SPECIAL TREATMENTS

Headaches / migraines
Headaches or migraines can affect up to 70% of the population.
Headaches are divided into primary and secondary according to the ICHD (international classification of head disorders).
The primary and most common are divided into 4 types:
- migraine
- tension type headache
- headache associated with the trigeminal nerve
- other primary headaches
Migraine is the second most common cause of chronic pain in the adult human after low back pain. Symptoms can last from 4 to 72 hours. The pain is usually unilateral, throbbing, worse with pressure or increased effort, and usually causes sensitivity to light, sound, smells.
The diagnosis of migraines is usually made after the evaluation of the symptoms. Lifestyle changes (diet, exercise, sleep), medication, B-blockers, antiemetics always help in the treatment of migraines.
Tension type headache is the most common type of headache. It has reached 78% of occurrence in various surveys This type of headache despite its high epidemiological appearance has not been examined as much as it should and we have incomplete data on its appearance and treatment.
We try to categorize tension-type headaches according to their frequency.
- Rare occurrence: one headache per month, of moderate intensity, with little effect on the daily life of the adult. The pain is usually on both sides, very often at the base of the skull. This pain is not affected by physical activity, does not cause nausea and very rarely brings photophobia or phonophobia.
- Frequent appearance: more than 2-3 times a month. It can take minutes or even days. This pain is not affected by physical activity, can cause nausea and can bring photophobia or phonophobia as well as scalp sensitivity.
This type of headache is usually associated with some underlying pathology. Patients who have this symptom should have further tests.
This type of headache affects the functions of the autonomic nervous system and causes tearing, rhinorrhea, myositis / fall. The international headache community includes this type of cluster headache (around the eye), paroxysmal migraine, and short-term neuralgic headaches, unilateral, accompanied by conjunctivitis and tearing.
These headaches are due to specific foods, stress, medication, muscle tension, hormonal fluctuations, nerve compression or cervical spine or temporomandibular joint dysfunction.
When the patient comes to the physiotherapist for diagnosis and treatment, a detailed history should be given as well as a thorough evaluation. A headache diary would be very helpful in ranking the headache.

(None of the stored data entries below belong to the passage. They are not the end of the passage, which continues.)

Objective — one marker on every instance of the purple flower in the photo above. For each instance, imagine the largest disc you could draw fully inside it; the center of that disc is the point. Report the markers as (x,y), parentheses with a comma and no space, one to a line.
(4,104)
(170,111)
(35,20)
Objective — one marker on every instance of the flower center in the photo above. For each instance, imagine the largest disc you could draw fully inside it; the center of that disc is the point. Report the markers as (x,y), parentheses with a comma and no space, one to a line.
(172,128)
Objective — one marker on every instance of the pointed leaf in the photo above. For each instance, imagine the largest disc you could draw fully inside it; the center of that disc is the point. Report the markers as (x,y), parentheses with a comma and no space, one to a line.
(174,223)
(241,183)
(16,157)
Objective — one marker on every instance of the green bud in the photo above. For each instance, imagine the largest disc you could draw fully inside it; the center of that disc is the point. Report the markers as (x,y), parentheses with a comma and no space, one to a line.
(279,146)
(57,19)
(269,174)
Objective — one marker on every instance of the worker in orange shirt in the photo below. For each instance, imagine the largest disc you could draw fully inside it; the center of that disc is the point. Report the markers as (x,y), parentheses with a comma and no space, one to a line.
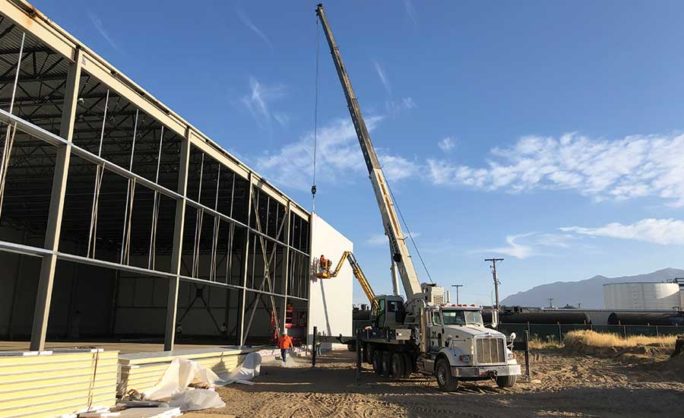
(284,343)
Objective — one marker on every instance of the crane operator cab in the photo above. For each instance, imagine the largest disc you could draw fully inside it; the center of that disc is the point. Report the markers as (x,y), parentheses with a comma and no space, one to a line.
(389,311)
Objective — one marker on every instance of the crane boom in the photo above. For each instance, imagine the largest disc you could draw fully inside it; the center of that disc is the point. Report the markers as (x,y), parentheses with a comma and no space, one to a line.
(400,254)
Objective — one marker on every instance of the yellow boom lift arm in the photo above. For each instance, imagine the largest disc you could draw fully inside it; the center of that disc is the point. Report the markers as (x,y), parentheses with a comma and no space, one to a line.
(358,273)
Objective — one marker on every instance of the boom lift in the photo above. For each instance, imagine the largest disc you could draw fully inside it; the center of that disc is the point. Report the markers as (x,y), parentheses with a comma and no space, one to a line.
(422,334)
(358,273)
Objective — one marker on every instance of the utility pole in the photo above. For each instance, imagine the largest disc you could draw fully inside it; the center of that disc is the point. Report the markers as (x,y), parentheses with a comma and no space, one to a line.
(457,286)
(496,280)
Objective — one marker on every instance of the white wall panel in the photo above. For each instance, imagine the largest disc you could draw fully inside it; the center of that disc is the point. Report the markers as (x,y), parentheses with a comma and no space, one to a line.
(330,300)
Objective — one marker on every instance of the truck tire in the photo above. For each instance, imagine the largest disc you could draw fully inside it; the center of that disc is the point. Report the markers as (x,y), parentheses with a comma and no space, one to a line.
(398,366)
(377,362)
(506,381)
(386,363)
(408,365)
(445,380)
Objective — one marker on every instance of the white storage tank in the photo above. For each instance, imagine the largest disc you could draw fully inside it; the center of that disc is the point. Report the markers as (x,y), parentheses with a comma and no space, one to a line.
(642,295)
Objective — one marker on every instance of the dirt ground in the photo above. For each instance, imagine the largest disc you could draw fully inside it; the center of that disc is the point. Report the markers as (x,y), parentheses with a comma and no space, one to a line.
(563,384)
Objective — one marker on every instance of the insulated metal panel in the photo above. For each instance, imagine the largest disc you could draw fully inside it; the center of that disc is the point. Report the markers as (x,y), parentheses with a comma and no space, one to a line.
(52,383)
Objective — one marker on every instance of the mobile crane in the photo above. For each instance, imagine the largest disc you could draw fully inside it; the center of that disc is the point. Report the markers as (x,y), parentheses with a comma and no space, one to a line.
(423,333)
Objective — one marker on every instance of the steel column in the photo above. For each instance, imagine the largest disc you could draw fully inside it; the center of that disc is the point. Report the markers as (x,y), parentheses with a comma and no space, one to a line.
(177,251)
(286,266)
(54,224)
(246,263)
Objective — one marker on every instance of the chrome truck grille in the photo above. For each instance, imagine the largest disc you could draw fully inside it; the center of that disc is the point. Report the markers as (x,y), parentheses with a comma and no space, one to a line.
(490,350)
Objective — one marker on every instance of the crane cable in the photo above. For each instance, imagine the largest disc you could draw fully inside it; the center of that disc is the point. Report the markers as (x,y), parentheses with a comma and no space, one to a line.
(408,231)
(313,185)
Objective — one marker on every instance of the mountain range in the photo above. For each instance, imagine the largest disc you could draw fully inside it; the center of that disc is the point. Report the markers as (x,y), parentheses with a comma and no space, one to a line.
(588,293)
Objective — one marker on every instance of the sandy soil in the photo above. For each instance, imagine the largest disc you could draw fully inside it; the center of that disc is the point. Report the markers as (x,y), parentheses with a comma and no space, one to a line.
(562,384)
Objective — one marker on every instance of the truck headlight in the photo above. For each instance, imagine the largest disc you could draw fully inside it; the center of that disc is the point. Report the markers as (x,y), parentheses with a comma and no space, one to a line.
(465,358)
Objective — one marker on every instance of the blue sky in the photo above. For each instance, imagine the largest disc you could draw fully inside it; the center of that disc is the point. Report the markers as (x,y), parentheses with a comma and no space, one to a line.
(547,133)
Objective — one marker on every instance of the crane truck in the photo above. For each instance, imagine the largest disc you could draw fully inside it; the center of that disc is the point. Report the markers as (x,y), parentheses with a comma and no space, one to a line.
(423,333)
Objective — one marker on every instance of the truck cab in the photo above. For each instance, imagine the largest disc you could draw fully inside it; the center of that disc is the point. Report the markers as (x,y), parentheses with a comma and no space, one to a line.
(458,346)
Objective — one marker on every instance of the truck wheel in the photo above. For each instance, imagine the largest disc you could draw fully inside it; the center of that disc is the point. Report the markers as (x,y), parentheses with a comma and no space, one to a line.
(408,365)
(398,366)
(377,361)
(367,355)
(386,363)
(506,381)
(445,380)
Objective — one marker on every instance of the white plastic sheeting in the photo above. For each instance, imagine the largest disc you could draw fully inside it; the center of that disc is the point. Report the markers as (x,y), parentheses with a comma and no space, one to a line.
(174,386)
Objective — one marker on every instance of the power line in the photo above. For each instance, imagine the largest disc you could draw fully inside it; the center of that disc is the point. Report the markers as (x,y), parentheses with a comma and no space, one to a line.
(496,279)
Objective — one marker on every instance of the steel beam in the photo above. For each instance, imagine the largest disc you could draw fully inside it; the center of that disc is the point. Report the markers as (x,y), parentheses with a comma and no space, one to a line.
(54,224)
(177,249)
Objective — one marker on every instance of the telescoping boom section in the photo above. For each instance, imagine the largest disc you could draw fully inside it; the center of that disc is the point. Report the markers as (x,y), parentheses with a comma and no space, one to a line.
(400,253)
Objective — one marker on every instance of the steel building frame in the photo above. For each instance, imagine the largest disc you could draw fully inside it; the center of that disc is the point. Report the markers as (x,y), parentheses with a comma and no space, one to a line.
(132,184)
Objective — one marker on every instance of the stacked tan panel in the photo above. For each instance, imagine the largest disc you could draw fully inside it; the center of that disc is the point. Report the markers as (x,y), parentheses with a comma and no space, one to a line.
(53,383)
(141,371)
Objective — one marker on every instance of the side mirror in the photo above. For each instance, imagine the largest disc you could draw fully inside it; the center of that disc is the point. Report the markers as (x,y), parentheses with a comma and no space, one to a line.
(495,319)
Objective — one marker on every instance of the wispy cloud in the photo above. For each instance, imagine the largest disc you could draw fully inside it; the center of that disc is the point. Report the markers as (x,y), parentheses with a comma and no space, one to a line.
(530,244)
(97,23)
(658,231)
(339,158)
(379,240)
(383,77)
(410,11)
(635,166)
(394,107)
(254,28)
(446,144)
(259,99)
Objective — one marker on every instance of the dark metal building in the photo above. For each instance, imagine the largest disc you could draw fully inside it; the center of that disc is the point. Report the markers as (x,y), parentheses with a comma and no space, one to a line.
(118,217)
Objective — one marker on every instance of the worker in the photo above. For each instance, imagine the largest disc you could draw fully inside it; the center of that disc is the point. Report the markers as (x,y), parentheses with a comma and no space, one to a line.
(323,263)
(284,343)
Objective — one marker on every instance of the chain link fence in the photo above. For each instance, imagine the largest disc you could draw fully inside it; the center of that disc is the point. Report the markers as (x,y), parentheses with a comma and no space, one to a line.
(556,332)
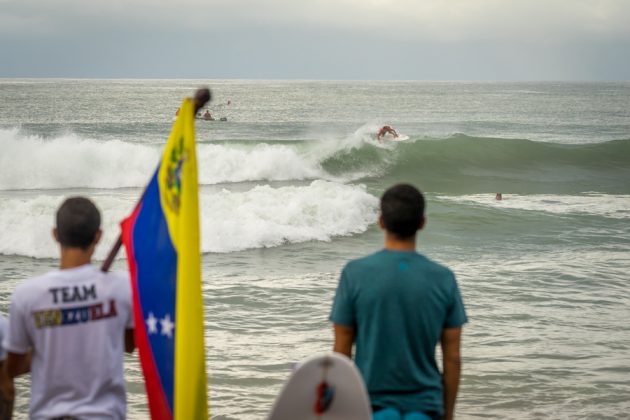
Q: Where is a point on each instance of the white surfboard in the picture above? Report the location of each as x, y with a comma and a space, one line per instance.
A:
324, 387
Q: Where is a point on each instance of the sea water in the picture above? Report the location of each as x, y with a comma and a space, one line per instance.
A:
289, 192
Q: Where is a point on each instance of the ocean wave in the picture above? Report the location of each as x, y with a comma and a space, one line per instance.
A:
592, 204
230, 220
457, 164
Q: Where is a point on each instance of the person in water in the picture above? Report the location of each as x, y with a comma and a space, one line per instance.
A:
395, 306
386, 129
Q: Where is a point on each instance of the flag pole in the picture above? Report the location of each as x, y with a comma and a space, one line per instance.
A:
202, 96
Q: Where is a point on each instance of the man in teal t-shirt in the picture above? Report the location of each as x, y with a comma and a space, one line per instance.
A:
397, 305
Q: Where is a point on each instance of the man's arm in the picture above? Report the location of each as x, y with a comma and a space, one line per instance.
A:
344, 338
450, 341
130, 341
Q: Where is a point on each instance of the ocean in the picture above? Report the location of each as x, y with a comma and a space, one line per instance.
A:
289, 192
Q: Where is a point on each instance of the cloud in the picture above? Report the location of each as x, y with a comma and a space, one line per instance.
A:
426, 39
439, 20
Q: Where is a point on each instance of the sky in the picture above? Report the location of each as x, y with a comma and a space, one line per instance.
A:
493, 40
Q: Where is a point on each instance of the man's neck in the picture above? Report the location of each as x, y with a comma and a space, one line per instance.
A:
393, 243
74, 257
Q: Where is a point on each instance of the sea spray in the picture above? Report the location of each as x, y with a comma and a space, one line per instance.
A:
262, 216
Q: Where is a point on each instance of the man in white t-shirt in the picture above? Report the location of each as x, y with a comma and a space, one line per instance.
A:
73, 324
6, 390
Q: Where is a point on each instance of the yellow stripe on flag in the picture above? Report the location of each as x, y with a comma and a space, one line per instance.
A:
179, 196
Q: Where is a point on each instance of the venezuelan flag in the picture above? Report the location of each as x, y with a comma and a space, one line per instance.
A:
161, 238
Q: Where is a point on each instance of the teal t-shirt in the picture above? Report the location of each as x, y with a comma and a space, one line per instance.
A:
399, 303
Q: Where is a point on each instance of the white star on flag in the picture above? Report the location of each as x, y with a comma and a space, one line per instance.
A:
152, 323
167, 326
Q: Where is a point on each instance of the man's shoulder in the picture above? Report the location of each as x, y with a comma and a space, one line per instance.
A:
31, 284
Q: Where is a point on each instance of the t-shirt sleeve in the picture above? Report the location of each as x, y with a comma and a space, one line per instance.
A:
4, 326
17, 339
456, 315
127, 298
342, 312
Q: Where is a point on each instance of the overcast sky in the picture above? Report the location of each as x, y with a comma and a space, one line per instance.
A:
317, 39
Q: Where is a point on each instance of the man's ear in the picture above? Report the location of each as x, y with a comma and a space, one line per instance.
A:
97, 236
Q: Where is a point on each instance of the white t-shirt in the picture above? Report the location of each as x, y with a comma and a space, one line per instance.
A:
74, 321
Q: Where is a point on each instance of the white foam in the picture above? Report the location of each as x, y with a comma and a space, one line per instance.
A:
238, 163
607, 205
31, 162
230, 221
267, 217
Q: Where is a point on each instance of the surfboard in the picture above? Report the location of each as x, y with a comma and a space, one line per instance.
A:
324, 387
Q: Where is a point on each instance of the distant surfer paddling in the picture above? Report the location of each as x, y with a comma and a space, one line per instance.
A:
207, 116
386, 129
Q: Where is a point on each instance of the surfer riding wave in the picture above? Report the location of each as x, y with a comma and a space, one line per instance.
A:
386, 129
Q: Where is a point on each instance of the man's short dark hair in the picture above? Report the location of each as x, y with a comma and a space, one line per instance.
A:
78, 220
402, 209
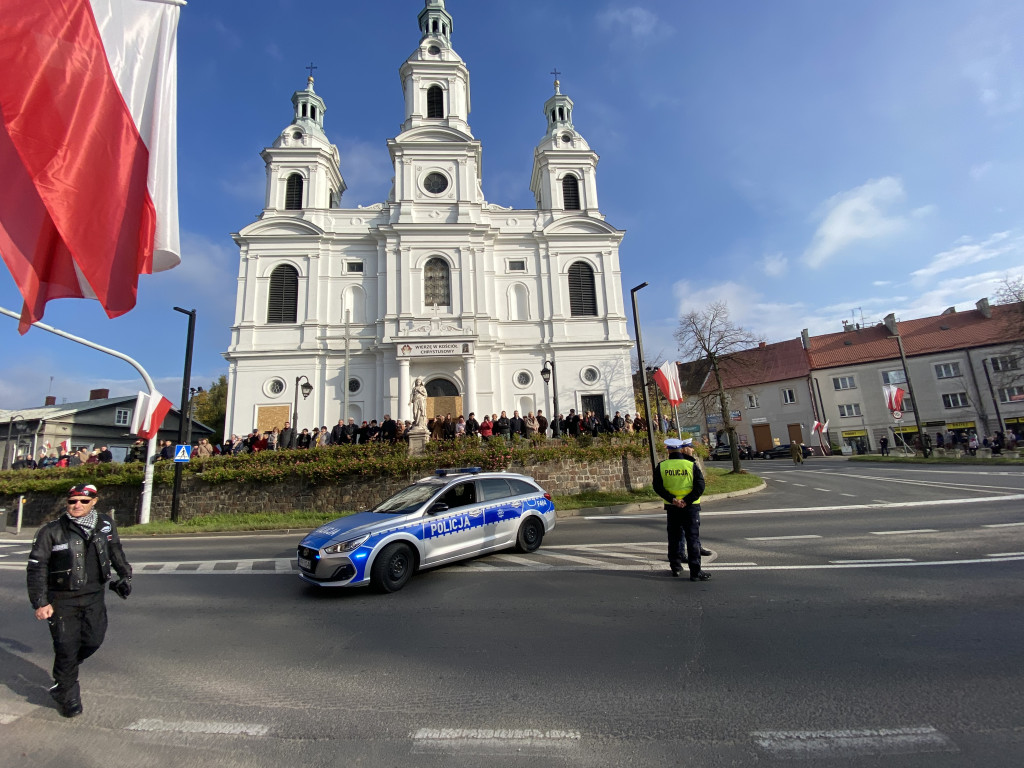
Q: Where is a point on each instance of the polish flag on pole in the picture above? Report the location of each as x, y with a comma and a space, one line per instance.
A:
150, 413
894, 396
88, 147
668, 381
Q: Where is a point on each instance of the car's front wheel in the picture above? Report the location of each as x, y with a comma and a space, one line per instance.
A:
392, 567
530, 535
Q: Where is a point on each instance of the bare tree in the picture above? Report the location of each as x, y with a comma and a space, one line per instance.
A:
709, 335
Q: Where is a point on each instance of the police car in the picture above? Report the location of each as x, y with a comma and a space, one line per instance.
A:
453, 515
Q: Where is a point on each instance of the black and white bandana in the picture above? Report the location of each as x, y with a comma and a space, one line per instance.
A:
86, 522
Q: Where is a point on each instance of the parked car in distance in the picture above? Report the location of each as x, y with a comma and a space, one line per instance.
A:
722, 453
782, 452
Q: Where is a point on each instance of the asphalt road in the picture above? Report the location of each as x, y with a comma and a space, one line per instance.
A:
858, 614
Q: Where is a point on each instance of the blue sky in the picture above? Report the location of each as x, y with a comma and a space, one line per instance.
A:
805, 162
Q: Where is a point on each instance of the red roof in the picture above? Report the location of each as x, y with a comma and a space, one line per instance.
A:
762, 365
924, 336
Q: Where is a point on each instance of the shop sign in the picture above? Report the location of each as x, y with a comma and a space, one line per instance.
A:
435, 349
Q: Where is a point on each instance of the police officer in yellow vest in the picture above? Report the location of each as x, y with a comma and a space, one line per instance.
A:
679, 480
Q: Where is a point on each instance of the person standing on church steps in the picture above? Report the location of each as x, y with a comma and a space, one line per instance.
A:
680, 482
286, 441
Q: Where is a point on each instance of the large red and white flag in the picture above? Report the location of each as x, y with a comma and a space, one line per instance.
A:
88, 156
894, 396
151, 410
668, 381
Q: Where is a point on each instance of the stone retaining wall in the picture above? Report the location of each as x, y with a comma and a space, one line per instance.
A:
199, 498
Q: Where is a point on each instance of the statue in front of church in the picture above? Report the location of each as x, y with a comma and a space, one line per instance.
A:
419, 403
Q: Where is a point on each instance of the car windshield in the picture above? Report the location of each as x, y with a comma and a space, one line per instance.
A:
408, 500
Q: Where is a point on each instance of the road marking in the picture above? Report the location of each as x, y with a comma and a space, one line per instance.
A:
898, 532
825, 744
493, 740
833, 508
233, 729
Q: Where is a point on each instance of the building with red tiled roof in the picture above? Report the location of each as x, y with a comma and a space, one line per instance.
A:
965, 369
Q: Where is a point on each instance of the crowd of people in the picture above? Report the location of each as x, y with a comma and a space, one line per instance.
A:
439, 428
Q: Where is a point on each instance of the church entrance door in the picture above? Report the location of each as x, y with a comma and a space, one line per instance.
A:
443, 398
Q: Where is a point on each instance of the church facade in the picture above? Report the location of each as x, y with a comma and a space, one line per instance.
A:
435, 282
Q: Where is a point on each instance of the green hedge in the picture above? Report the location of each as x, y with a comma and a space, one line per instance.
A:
326, 464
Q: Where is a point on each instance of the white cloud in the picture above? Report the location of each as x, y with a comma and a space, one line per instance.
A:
639, 23
966, 252
979, 170
774, 264
856, 215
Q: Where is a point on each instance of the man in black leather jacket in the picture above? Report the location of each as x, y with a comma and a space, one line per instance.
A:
70, 562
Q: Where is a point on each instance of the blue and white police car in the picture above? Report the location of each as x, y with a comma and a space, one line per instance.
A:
453, 515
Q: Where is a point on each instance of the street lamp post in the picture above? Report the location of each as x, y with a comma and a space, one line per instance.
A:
643, 378
307, 389
20, 428
184, 404
548, 374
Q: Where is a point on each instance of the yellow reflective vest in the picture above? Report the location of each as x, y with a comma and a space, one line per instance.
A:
677, 475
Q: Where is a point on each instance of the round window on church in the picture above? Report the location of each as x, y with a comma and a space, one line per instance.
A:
273, 387
435, 182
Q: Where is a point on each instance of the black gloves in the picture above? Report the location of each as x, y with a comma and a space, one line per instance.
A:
122, 587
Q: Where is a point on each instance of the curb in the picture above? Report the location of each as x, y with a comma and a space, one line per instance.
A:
625, 509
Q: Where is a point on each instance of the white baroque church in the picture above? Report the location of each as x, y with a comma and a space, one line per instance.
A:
436, 282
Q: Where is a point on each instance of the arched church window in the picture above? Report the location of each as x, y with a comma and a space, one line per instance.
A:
583, 296
441, 388
293, 193
435, 101
282, 305
436, 284
570, 194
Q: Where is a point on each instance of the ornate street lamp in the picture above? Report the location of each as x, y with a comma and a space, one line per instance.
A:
307, 389
547, 373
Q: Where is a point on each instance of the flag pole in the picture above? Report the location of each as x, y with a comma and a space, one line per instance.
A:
146, 501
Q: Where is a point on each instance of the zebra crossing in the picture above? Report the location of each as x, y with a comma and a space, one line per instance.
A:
636, 557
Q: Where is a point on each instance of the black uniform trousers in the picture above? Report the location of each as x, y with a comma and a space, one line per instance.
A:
684, 523
78, 627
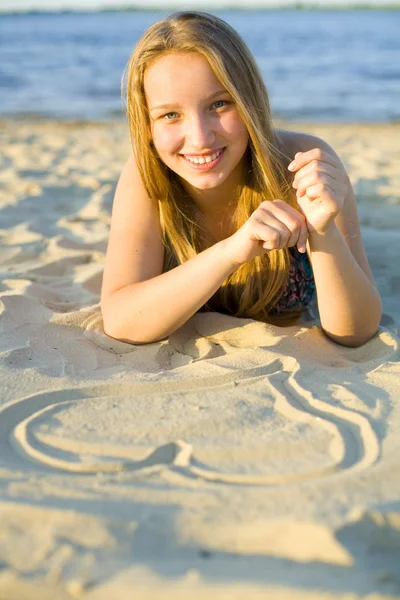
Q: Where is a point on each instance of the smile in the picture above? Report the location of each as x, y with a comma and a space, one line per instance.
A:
202, 162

In history we often ask if there is a family history, if there are stressors in everyday life and who they are. We will need information about the medical history and if there are or were any conditions that may be contributing to the headache. Falls and head injuries should be reported. The frequency, intensity and duration of the headache should be recorded. Finally a history of heart disease should be reported as well as the assessment of pressure and pulse in case of arterial stenosis.
After the evaluation is completed, the physiotherapist will proceed with the treatment. The treatment aims at treating the symptoms, reducing the episodes but also at their overall treatment if it does not come from an underlying disease. In case the physiotherapist is worried about the patient then he will advise him to proceed with medical examinations and then he will proceed with the treatment.
Treatment for headaches / migraines usually includes massage techniques, myoperitoneal release, trigger point release, manual therapy, acupuncture as well as a stretching and strengthening program.